Shortly after Forrester‘s release from the Eastern Penitentiary, at Philadelphia, Pa. (in November, 1885), he was arrested at Richmond, Va., as Frank Renfrew, charged with breaking into the residence of one A. L. Lee. He was indicted for burglary and carrying burglars’ tools. While in jail awaiting trial he escaped, and the next heard from him was his arrest at Chester, Pa., in 1887, under the name of James Robinson, for safe breaking and shooting at a police officer.

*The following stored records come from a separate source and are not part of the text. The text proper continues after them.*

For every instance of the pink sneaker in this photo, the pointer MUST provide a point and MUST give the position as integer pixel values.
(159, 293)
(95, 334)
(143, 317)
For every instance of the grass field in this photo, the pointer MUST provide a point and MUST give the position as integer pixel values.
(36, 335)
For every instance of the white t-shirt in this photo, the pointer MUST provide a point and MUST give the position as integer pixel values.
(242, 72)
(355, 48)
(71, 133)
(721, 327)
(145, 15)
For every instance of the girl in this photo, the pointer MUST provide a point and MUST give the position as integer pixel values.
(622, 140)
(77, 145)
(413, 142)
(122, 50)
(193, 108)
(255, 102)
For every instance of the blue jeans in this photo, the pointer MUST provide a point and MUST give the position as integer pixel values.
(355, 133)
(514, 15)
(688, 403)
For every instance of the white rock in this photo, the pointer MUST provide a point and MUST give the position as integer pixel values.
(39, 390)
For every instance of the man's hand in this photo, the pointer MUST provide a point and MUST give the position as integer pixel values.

He was convicted at Media, Pa., and sentenced to four years in the Eastern Penitentiary, at Philadelphia, Pa. He was released from there on March 20, 1891, re-arrested, taken to Richmond Va., where he plead guilty to having burglars’ tools in his possession, and was sentenced to five years in the penitentiary on April 9, 1891. Forrester’s time expired at Richmond, Va., on August 17, 1895.

It should be noted that while Billy was devoting time to prison in Philadelphia and Richmond between 1885 and 1895, another criminal who took the alias “Billy Forrester” was active in Denver, Butte, and Chicago. His specialty was safe-cracking.

After Billy got out of prison in Richmond in 1895, he was taken in Washington, D. C. and held to account for a robbery there. He was sentenced to ten years, to be served in Albany County Penitentiary in New York.

Gaining his freedom in 1902, Billy went to New York City and lived for awhile with an old friend, Dan Noble. Flat broke, he approached the Pinkerton Agency in New York and asked for a loan to tide him over until he gained employment. They offered him a small amount in cash, and tried to recruit him as an informer. He declined.

He was never heard from again, until 1909, when he went to Buffalo to meet William A. Pinkerton. Though he tried to press Pinkerton to support his claim to back pay from the Navy, in truth he seemed just pleased to talk to his old adversary.

Billy was then working as a facilities superintendent for “a major Catholic institution near Niagara Falls,” described as a large monastery. This almost certain refers to the Mount Carmel monastery in Niagara Falls, Ontario. Billy managed a staff of seven there, working from 1903 until his death in 1912.